The Penan have kept up their resistance, and continue to mount blockades against the companies. Some have managed to prevent the companies from entering their land, but others have seen much of their forest devastated.


A Penan man collects forest fruit. © Andy Rain/Nick Rain/Survival

Where all of the valuable trees have been cut down, the companies have started to remove the forests completely in order to establish oil palm plantations.

The Sarawak government also plans to build twelve new hydroelectric dams, flooding many villages belonging to Penan and other indigenous people.

How does Survival help?

Survival is urging the Malaysian authorities to recognize the Penan’s rights to their land, and to halt all logging, oil palm plantations, dam construction and other development on their land without their consent.

How do they live?

Unlike the other indigenous peoples of Sarawak, who grow most of their food, the Penan are hunter-gatherers.

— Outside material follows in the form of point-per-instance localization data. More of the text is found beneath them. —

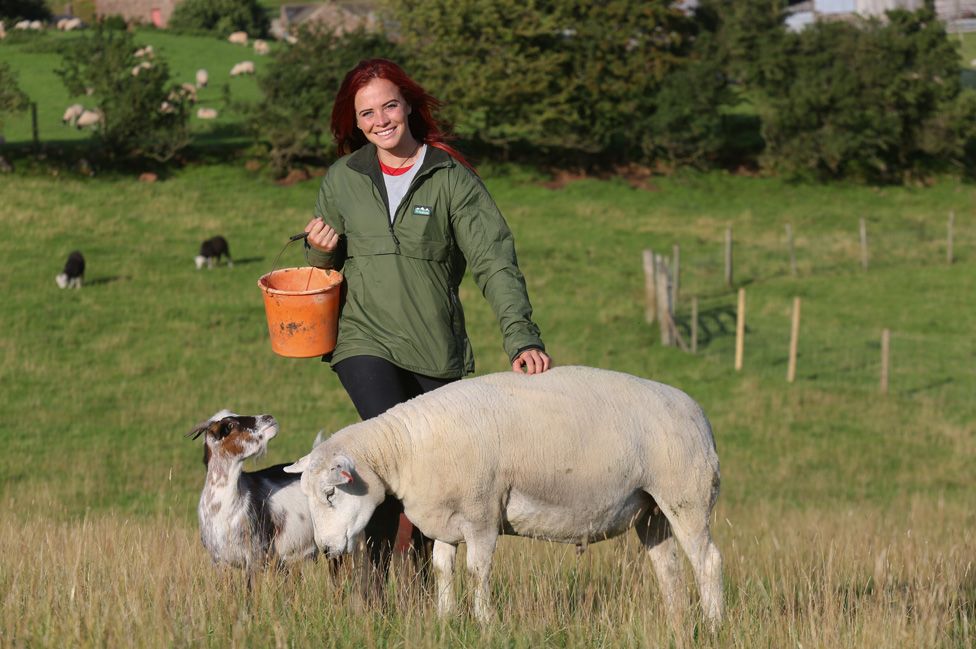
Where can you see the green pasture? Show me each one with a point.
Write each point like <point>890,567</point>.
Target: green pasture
<point>102,381</point>
<point>843,512</point>
<point>35,57</point>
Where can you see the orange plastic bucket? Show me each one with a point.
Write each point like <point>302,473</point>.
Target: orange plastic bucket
<point>302,307</point>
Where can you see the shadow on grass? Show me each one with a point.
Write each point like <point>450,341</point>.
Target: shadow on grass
<point>714,322</point>
<point>247,260</point>
<point>111,279</point>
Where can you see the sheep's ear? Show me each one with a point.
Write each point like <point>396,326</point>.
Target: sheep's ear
<point>341,471</point>
<point>298,467</point>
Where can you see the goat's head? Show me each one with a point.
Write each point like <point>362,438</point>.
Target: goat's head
<point>341,498</point>
<point>232,436</point>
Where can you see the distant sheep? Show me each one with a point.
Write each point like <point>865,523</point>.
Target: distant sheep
<point>71,113</point>
<point>244,67</point>
<point>88,118</point>
<point>73,274</point>
<point>145,65</point>
<point>211,251</point>
<point>68,24</point>
<point>573,455</point>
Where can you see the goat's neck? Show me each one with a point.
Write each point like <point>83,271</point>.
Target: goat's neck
<point>224,480</point>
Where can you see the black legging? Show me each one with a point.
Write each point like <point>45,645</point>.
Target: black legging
<point>375,385</point>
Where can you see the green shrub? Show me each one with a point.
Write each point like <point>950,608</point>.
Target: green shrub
<point>133,122</point>
<point>578,81</point>
<point>12,98</point>
<point>220,17</point>
<point>299,86</point>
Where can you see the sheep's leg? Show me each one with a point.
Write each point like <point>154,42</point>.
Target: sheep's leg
<point>654,533</point>
<point>480,551</point>
<point>444,555</point>
<point>691,530</point>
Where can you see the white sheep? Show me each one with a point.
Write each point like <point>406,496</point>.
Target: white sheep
<point>574,455</point>
<point>244,67</point>
<point>88,118</point>
<point>71,113</point>
<point>144,65</point>
<point>249,519</point>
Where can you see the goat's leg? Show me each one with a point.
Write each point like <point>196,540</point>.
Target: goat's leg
<point>480,551</point>
<point>443,559</point>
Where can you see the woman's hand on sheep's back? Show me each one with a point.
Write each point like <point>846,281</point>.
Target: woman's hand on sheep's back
<point>532,361</point>
<point>321,235</point>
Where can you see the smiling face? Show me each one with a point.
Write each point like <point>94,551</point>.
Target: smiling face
<point>381,114</point>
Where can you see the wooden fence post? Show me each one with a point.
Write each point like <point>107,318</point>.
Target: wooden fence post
<point>794,339</point>
<point>675,276</point>
<point>740,329</point>
<point>949,228</point>
<point>663,302</point>
<point>792,249</point>
<point>728,256</point>
<point>37,139</point>
<point>864,244</point>
<point>885,350</point>
<point>650,297</point>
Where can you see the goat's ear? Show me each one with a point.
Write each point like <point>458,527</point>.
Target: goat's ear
<point>341,471</point>
<point>299,466</point>
<point>200,429</point>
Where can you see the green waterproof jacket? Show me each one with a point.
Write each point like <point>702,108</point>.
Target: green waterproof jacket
<point>401,295</point>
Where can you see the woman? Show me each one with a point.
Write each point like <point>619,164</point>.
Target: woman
<point>402,214</point>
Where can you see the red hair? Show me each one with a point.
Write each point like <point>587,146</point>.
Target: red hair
<point>423,125</point>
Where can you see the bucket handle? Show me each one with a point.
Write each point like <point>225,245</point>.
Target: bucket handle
<point>293,238</point>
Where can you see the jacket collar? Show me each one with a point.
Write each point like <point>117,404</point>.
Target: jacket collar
<point>365,161</point>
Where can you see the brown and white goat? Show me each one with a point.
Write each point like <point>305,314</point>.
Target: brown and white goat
<point>249,519</point>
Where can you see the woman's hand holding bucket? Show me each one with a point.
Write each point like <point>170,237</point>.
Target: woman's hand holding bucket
<point>321,235</point>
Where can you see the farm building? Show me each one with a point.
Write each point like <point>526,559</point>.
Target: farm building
<point>804,13</point>
<point>342,16</point>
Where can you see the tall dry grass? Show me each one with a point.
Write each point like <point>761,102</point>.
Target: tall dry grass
<point>819,577</point>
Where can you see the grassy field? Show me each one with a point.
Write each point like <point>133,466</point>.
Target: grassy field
<point>35,57</point>
<point>845,517</point>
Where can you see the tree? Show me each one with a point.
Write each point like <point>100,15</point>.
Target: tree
<point>299,87</point>
<point>143,114</point>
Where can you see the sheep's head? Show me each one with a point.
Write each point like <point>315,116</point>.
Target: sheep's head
<point>235,437</point>
<point>341,498</point>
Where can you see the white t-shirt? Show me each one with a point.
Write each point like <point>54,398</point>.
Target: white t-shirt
<point>397,186</point>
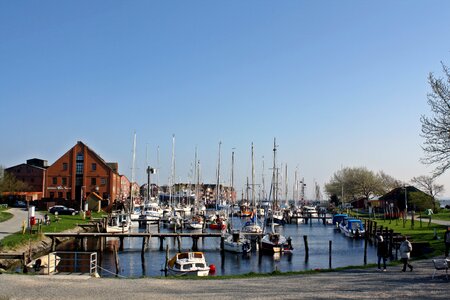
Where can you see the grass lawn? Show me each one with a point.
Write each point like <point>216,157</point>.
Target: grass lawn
<point>64,223</point>
<point>4,215</point>
<point>444,214</point>
<point>419,233</point>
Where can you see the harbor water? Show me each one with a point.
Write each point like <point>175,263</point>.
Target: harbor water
<point>345,252</point>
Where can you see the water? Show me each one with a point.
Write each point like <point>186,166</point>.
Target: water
<point>345,252</point>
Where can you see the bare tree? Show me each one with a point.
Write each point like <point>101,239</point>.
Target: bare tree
<point>436,128</point>
<point>427,184</point>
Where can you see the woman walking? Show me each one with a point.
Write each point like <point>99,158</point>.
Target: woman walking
<point>382,252</point>
<point>405,250</point>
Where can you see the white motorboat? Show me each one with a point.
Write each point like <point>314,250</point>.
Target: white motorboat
<point>188,263</point>
<point>237,243</point>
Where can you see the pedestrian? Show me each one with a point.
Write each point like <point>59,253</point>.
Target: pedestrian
<point>382,252</point>
<point>405,250</point>
<point>447,241</point>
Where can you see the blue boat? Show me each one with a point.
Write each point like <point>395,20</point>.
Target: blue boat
<point>338,218</point>
<point>353,228</point>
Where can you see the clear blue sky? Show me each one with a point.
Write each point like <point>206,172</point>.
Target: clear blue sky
<point>338,83</point>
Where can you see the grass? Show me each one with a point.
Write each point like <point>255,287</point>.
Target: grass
<point>4,215</point>
<point>418,233</point>
<point>443,214</point>
<point>65,223</point>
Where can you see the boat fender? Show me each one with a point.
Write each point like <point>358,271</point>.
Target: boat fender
<point>212,268</point>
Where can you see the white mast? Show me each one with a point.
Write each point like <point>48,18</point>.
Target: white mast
<point>133,172</point>
<point>253,185</point>
<point>218,179</point>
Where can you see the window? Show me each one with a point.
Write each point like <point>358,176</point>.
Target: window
<point>80,156</point>
<point>80,167</point>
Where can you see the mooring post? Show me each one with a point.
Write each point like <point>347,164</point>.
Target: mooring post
<point>121,243</point>
<point>179,243</point>
<point>116,259</point>
<point>305,239</point>
<point>161,243</point>
<point>329,254</point>
<point>365,252</point>
<point>194,243</point>
<point>143,246</point>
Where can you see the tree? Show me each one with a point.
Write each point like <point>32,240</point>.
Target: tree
<point>427,185</point>
<point>436,129</point>
<point>9,183</point>
<point>354,183</point>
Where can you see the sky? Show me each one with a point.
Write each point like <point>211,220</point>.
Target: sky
<point>337,83</point>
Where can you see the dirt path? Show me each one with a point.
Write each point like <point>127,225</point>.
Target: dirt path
<point>348,284</point>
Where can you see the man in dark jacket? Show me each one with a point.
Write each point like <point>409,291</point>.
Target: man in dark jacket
<point>447,241</point>
<point>382,252</point>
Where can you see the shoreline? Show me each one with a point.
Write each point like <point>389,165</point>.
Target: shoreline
<point>350,283</point>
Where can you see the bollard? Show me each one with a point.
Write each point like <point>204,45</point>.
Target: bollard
<point>329,254</point>
<point>305,239</point>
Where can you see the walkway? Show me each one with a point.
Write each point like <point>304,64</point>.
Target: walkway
<point>14,224</point>
<point>347,284</point>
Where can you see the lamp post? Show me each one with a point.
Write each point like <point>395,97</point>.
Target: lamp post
<point>81,199</point>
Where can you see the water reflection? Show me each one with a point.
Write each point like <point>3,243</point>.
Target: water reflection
<point>345,252</point>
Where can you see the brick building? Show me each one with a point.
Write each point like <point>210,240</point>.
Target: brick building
<point>81,171</point>
<point>33,174</point>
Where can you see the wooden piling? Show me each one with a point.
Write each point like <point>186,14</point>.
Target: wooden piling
<point>116,259</point>
<point>329,254</point>
<point>179,243</point>
<point>365,252</point>
<point>194,243</point>
<point>305,239</point>
<point>121,239</point>
<point>161,244</point>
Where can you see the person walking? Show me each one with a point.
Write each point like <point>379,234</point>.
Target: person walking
<point>405,250</point>
<point>382,252</point>
<point>447,241</point>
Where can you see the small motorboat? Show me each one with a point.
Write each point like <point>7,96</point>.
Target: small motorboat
<point>44,265</point>
<point>188,263</point>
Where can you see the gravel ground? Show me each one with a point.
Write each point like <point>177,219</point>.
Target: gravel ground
<point>353,284</point>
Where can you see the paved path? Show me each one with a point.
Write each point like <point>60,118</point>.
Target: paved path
<point>15,223</point>
<point>348,284</point>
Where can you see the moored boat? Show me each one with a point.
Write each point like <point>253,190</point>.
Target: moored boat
<point>353,228</point>
<point>188,263</point>
<point>237,243</point>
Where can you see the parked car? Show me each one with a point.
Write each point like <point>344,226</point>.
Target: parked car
<point>20,203</point>
<point>62,210</point>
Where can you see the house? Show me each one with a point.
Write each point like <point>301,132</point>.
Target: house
<point>33,174</point>
<point>80,172</point>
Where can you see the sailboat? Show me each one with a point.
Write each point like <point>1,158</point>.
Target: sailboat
<point>274,242</point>
<point>252,225</point>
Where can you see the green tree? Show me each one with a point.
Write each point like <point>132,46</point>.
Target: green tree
<point>353,183</point>
<point>420,201</point>
<point>9,183</point>
<point>428,185</point>
<point>436,128</point>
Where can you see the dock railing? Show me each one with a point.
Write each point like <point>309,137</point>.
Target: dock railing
<point>76,262</point>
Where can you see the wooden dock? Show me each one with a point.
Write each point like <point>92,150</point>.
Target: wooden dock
<point>144,235</point>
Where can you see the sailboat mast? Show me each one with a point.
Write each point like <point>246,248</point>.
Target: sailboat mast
<point>218,178</point>
<point>172,187</point>
<point>232,176</point>
<point>253,182</point>
<point>133,172</point>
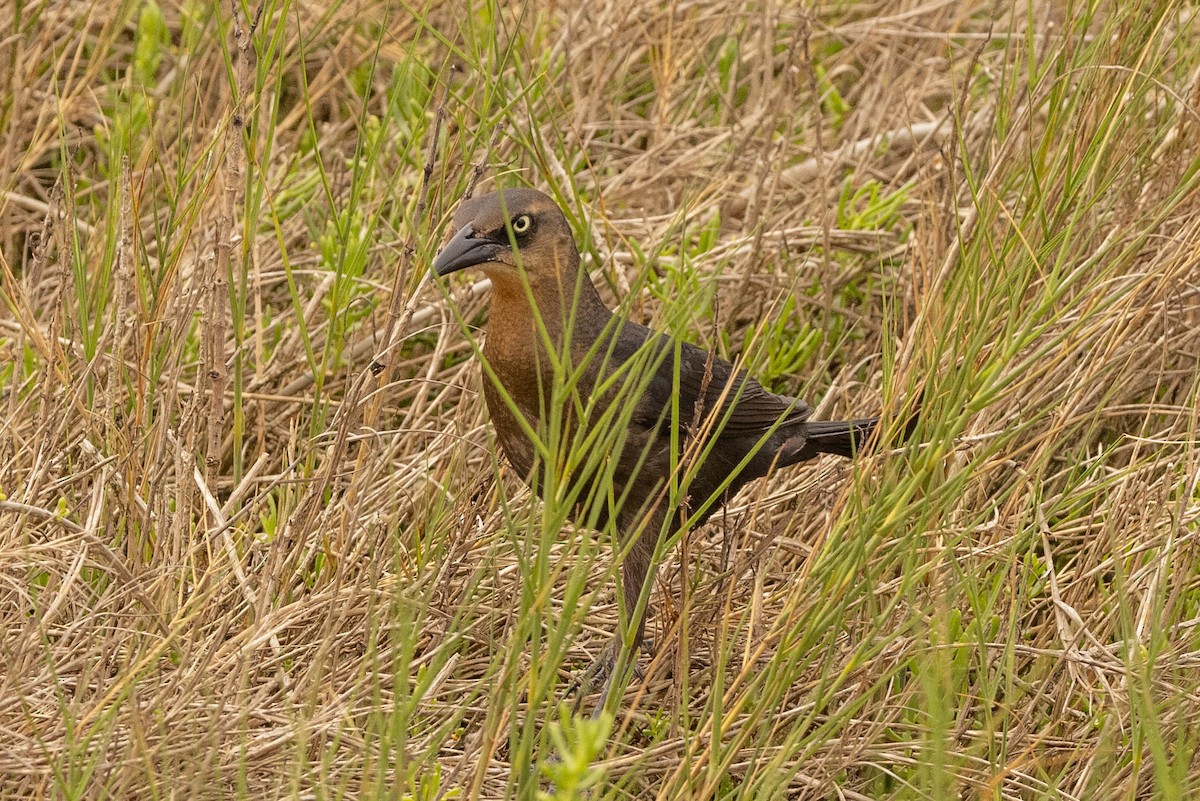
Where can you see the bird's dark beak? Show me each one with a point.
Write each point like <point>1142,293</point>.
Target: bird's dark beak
<point>465,251</point>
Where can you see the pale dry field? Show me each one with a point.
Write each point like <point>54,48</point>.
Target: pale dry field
<point>255,540</point>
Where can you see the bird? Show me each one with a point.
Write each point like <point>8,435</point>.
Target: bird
<point>679,428</point>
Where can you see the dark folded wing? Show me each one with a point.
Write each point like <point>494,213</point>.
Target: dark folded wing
<point>745,408</point>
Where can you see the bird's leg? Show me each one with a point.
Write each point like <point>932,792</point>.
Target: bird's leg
<point>635,573</point>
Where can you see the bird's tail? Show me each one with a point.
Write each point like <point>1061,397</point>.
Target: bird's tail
<point>838,437</point>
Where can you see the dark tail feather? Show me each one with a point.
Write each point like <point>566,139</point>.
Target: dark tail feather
<point>838,437</point>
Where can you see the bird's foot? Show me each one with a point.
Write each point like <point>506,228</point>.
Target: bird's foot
<point>601,673</point>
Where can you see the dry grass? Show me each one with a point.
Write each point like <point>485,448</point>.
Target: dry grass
<point>253,540</point>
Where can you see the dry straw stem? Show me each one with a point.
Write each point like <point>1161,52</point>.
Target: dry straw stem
<point>255,537</point>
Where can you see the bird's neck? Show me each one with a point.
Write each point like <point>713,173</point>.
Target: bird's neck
<point>519,338</point>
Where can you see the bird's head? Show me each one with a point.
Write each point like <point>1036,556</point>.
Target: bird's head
<point>507,232</point>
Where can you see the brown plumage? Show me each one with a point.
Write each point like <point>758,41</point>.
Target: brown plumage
<point>743,429</point>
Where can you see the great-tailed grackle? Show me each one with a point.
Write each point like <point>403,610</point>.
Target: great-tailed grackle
<point>546,311</point>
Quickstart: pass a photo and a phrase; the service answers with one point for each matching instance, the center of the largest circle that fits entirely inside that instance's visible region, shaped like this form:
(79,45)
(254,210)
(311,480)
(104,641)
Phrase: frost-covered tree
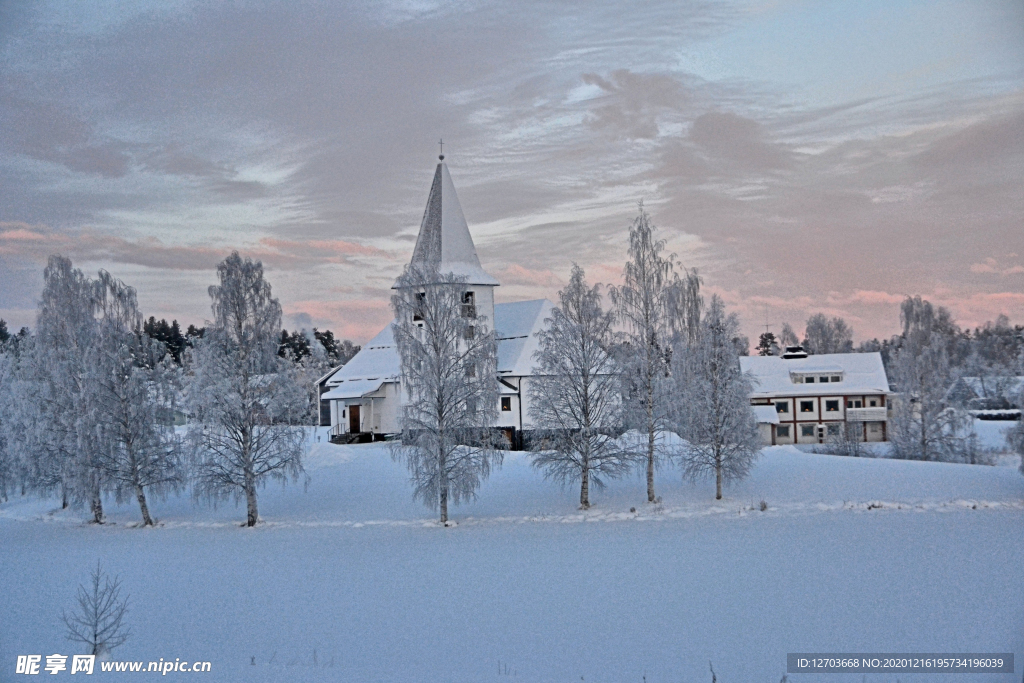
(244,399)
(61,439)
(767,344)
(924,426)
(134,383)
(1015,436)
(714,408)
(787,337)
(98,622)
(8,465)
(449,373)
(645,305)
(827,335)
(574,398)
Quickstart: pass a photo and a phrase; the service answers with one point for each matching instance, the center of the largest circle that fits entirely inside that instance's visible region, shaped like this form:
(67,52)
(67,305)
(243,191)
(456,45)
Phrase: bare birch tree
(62,438)
(135,391)
(574,398)
(244,398)
(787,337)
(827,335)
(449,373)
(644,305)
(99,621)
(714,413)
(924,426)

Famous for the silent blowpipes and poison darts they use for hunting, the Penan particularly prize wild pigs.

We’re not like the people in the towns, who have money and can buy things. If we lose all the things the forest gives us, we will die.PENAN MAN, BA LAI

They also hunt deer and smaller animals, and catch fish in the many rivers that flow through their land.

Sago is the Penan’s traditional staple food, and comes from the core of a small palm tree.

The Penan process it by trampling on it, and leave it in the sun to dry into a powder. They also gather ferns and fruit from the forest.

Many of the more settled Penan have started to plant rice.

In areas where the forests have been cleared for logging and oil palm plantations, it is becoming almost impossible for the Penan to sustain themselves.

The Malaysian government claims that Sarawak is being logged sustainably – but in fact its forests are being destroyed at one of the fastest rates in the world.


A logger handles trees felled in the Penan’s region. © Andy Rain/Nick Rain/Survival

As the forests are logged, the rivers are silted up, killing the fish. The game is being scared deeper into the few remaining forests, and Penan hunters return home empty-handed.

When the forests start to grow back, it is with thick scrub. The trails the Penan have walked for generations are gone.

The Malaysian logging companies, which include Samling, Interhill and Shin Yang, operate with the full backing of the state government.

Some company workers have threatened the Penan with death if they continue to resist, and others are accused of raping Penan girls and women.

I went up to the ridge last week to tell the workers to stop logging. They told me, ‘This is a government project. If you fight us, we’ll kill you.’PISANG, PENAN MAN

In areas where the big, old trees have all been taken, companies, particularly Shin Yang, are clearing the remaining forest to make way for oil palm plantations (palm oil is used for biofuel and in many foods and cosmetics).

The plantations spell even greater problems for the Penan than the logging, because once the land is covered in oil palm, there is nothing left for them.

With the loss of their forests, the Penan are being forced into poverty, and are suffering from ill health due to poor diet and polluted water.

Dam

In 2008, a document was leaked on the internet revealing plans by the Sarawak government to build a series of twelve new hydroelectric dams, flooding many Penan and other indigenous villages.


Work is in full flow on dams in the Penan’s area.
© Survival

The first of these, the Murum dam, is already under construction, with the initial contract having gone to the controversial Chinese state-owned China Three Gorges Project Corporation.

Chinese engineers are working at the site, hillsides are being blasted, and Penan from six villages have been told they must move to government resettlement areas.

The dams are projected to produce far more electricity than Sarawak uses.

With the loss of their land, the Penan fear they will lose their independence. They know that other Penan who were resettled to make way for the existing Bakun dam are unable to hunt or gather, and find it difficult to grow enough food on the small plots of land provided for them. The resettled Penan also struggle to pay the bills for water and electricity in their government-built homes.